Monsieur Roger DUBLED, Directeur de la Compagnie des Cultures de la Côte d’Ivoire, à Oumé, lui succède à la présidence, de Mai 1942 à juin 1945, date à laquelle devant rentrer en France, il démissionna.

Son successeur fut alors Pierre BONJOUR, créateur des plantations de NIEKY et le fondateur de la Fédération Bananière et Fruitière de Côte d’Ivoire devenue par la suite la Coopérative Bananière et Fruitière de la Côte d’Ivoire (COBAFRUIT) de juin 1945 à novembre 1946.

Monsieur BONJOUR devant rentrer en France pour un congé de longue durée après un séjour ininterrompu de 13 ans en Afrique Tropicale, donna sa démission.

L’Assemblée Générale de la Chambre d’Agriculture et d’Industrie, au cours de la séance du 18 octobre 1946 a élu Monsieur Raymond DESCLERCS, planteur à KOUTA(Divo), Président de la Chambre d’Agriculture et d’Industrie.

Depuis cette date, Monsieur DESCLERCS devait être constamment réélu jusqu’en 1966.

Le développement de la Côte d’Ivoire et notamment son développement agricole et les nombreux problèmes posés pendant et après la guerre ont apporté des modifications profondes dans le fonctionnement de la Chambre d’Agriculture et dans son mode de d’intervention.

Primitivement la Chambre d’Agriculture était essentiellement consultée par lettre sur les projets de textes étudiés par les services administratifs.

Peu à peu, la représentation de la Chambre d’Agriculture et d’Industrie a été instituée dans un nombre croissant d’organismes permettant d’agir efficacement en faveur des agriculteurs, mais exigeant aussi une présence très fréquente à Abidjan de son Président.
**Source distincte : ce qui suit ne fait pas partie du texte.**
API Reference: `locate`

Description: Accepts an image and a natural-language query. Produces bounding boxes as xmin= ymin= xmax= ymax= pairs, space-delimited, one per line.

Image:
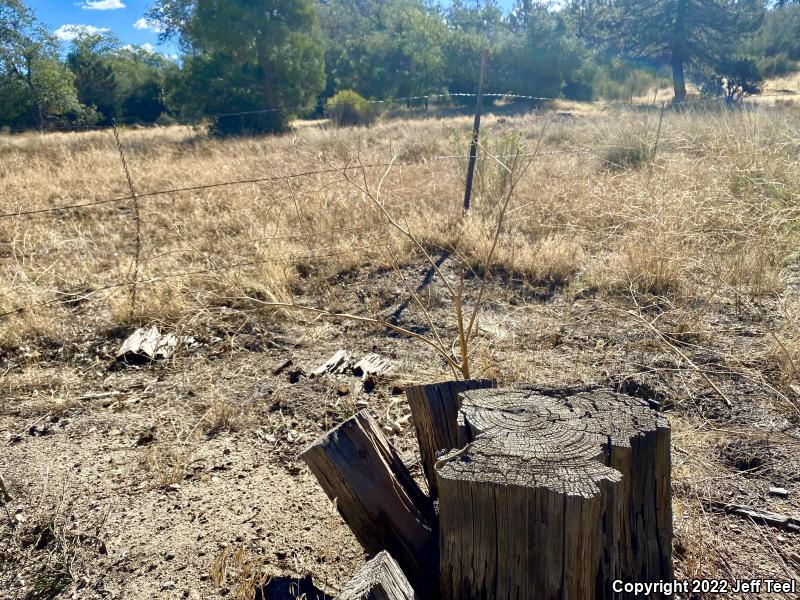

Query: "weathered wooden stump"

xmin=406 ymin=379 xmax=495 ymax=500
xmin=302 ymin=410 xmax=439 ymax=592
xmin=436 ymin=388 xmax=672 ymax=600
xmin=303 ymin=382 xmax=673 ymax=600
xmin=337 ymin=550 xmax=419 ymax=600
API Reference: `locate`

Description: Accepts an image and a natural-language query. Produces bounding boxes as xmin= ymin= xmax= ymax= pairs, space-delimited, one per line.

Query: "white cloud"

xmin=81 ymin=0 xmax=125 ymax=10
xmin=133 ymin=17 xmax=163 ymax=33
xmin=53 ymin=25 xmax=111 ymax=42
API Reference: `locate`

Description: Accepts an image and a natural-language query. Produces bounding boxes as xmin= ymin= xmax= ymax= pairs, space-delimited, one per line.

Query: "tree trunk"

xmin=672 ymin=0 xmax=689 ymax=103
xmin=337 ymin=550 xmax=419 ymax=600
xmin=406 ymin=379 xmax=494 ymax=500
xmin=672 ymin=54 xmax=686 ymax=103
xmin=301 ymin=410 xmax=439 ymax=593
xmin=436 ymin=388 xmax=672 ymax=600
xmin=258 ymin=44 xmax=279 ymax=114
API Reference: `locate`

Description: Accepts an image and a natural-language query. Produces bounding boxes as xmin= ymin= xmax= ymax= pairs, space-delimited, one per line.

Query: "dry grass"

xmin=0 ymin=104 xmax=798 ymax=348
xmin=0 ymin=99 xmax=800 ymax=594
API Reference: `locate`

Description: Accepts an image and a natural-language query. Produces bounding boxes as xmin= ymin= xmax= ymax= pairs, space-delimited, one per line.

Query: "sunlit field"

xmin=0 ymin=101 xmax=800 ymax=598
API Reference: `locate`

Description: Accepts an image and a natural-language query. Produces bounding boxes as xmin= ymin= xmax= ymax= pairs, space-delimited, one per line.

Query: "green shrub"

xmin=602 ymin=139 xmax=653 ymax=171
xmin=325 ymin=90 xmax=378 ymax=126
xmin=156 ymin=112 xmax=178 ymax=127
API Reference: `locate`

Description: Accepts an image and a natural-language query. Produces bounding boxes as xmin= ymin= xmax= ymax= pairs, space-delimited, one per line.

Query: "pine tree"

xmin=148 ymin=0 xmax=324 ymax=131
xmin=573 ymin=0 xmax=764 ymax=102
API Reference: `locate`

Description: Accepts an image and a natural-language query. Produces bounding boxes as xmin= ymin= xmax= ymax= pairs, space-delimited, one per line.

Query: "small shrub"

xmin=602 ymin=139 xmax=653 ymax=171
xmin=156 ymin=113 xmax=178 ymax=127
xmin=325 ymin=90 xmax=378 ymax=126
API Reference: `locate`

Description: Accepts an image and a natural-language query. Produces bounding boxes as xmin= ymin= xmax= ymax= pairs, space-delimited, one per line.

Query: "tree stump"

xmin=301 ymin=410 xmax=439 ymax=591
xmin=406 ymin=379 xmax=494 ymax=500
xmin=337 ymin=550 xmax=419 ymax=600
xmin=436 ymin=388 xmax=672 ymax=600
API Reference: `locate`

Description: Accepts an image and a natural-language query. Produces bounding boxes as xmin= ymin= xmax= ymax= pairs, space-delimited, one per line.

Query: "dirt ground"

xmin=0 ymin=102 xmax=800 ymax=600
xmin=0 ymin=258 xmax=800 ymax=598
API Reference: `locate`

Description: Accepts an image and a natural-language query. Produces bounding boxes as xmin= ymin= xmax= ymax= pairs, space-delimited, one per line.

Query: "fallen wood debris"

xmin=338 ymin=550 xmax=419 ymax=600
xmin=705 ymin=500 xmax=800 ymax=533
xmin=311 ymin=350 xmax=350 ymax=376
xmin=769 ymin=487 xmax=789 ymax=498
xmin=117 ymin=327 xmax=179 ymax=365
xmin=353 ymin=354 xmax=392 ymax=381
xmin=300 ymin=410 xmax=439 ymax=593
xmin=311 ymin=350 xmax=394 ymax=381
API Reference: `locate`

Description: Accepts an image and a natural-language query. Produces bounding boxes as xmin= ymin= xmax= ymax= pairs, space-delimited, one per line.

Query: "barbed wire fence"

xmin=0 ymin=93 xmax=779 ymax=318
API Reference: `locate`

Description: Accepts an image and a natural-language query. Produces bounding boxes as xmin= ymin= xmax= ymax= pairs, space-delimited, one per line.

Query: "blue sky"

xmin=26 ymin=0 xmax=177 ymax=54
xmin=27 ymin=0 xmax=514 ymax=55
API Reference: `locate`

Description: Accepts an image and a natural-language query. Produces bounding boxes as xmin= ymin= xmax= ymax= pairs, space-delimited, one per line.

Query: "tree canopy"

xmin=0 ymin=0 xmax=800 ymax=134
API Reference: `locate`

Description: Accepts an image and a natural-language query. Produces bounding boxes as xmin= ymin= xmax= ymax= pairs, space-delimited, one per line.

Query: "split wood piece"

xmin=0 ymin=473 xmax=14 ymax=504
xmin=436 ymin=388 xmax=673 ymax=600
xmin=301 ymin=410 xmax=439 ymax=592
xmin=353 ymin=354 xmax=392 ymax=380
xmin=706 ymin=500 xmax=800 ymax=533
xmin=337 ymin=550 xmax=419 ymax=600
xmin=117 ymin=327 xmax=178 ymax=364
xmin=312 ymin=350 xmax=350 ymax=375
xmin=405 ymin=379 xmax=495 ymax=500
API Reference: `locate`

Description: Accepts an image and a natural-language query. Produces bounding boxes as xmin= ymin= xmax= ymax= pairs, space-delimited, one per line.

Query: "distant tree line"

xmin=0 ymin=0 xmax=800 ymax=133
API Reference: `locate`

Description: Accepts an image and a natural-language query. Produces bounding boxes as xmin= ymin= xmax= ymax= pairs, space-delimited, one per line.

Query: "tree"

xmin=444 ymin=0 xmax=512 ymax=104
xmin=573 ymin=0 xmax=764 ymax=102
xmin=67 ymin=33 xmax=120 ymax=122
xmin=0 ymin=0 xmax=82 ymax=128
xmin=148 ymin=0 xmax=324 ymax=131
xmin=321 ymin=0 xmax=446 ymax=98
xmin=501 ymin=0 xmax=591 ymax=98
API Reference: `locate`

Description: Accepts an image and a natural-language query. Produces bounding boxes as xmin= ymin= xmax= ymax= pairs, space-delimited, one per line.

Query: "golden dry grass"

xmin=0 ymin=99 xmax=800 ymax=596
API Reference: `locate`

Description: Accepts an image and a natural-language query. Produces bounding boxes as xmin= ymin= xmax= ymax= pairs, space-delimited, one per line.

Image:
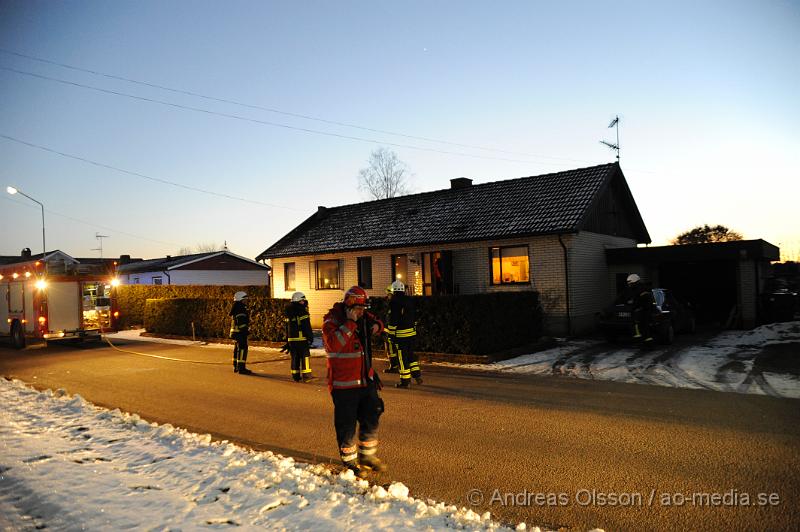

A ce jour, la Chambre d’Agriculture était représentée notamment dans les organismes suivants :

✔ Conseil d’Administration du Port d’Abidjan,

✔ Comité du Wharf de Sassandra,

✔ Conseil d’Administration du Chemin de Fer,

✔ Comité Consultatif des Transports,

 ✔ Aux Assemblées Générales de l’Energie Electrique de la Côte d’Ivoire,

✔ Conseil d’Administration de la Caisse Nationale du Crédit Agricole,

✔ Comité d’Escompte de la Caisse Nationale du Crédit Agricole,

✔ Conseil de Direction du Collège Technique d’Agriculture de Bingerville,

✔ Commission d’Expertise de la Qualité des produits,

✔ Comité National de la Recherche Scientifique,

✔ Conseil d’Administration de la SATMACI,

✔ Comité de Gestion de la Caisse de Stabilisation des Produits Agricoles,

✔ Commission des Mercuriales Douanières,

✔ Comité Technique de l’Institut des Recherches sur les Huiles et Oléagineux(I.R.H.O),

✔ Comité Technique de l’Institut des Recherches du Coton et des Textiles(I.R.C.T),

 ✔ Comité technique de l’Institut Français du Café et du Cacao(I.F.C.C),

✔ Comité Technique de l’Institut Français des Recherches Fruitières Outre-Mer(I.F.C),

✔ Comité Technique de l’Institut des Recherches sur le Caoutchouc en Afrique(I.R.C.A),

✔ Comité Technique du Centre Forestier Tropical(C.T.F.T),

✔ Comité National pour l’Alimentation,

✔ Conseil d’Administration de la Mutuelle Agricole des Régions Tropicales,

✔ Conseil d’Administration de la Fédération Agricole et Forestier,

✔ Conseil d’Administration de la Société d’Etudes pour le Développement de Côte d’Ivoire,

✔ Conseil d’Administration de la Société d’Equipements de la Côte d’Ivoire,

✔ Conseil d’Administration de la Banane,

✔ Commission Centrale des Prix,

✔ Comité d’Hygiène et de Salubrité Publique,

✔ Comité Interministériel d’Orientation Scolaire et Universitaire.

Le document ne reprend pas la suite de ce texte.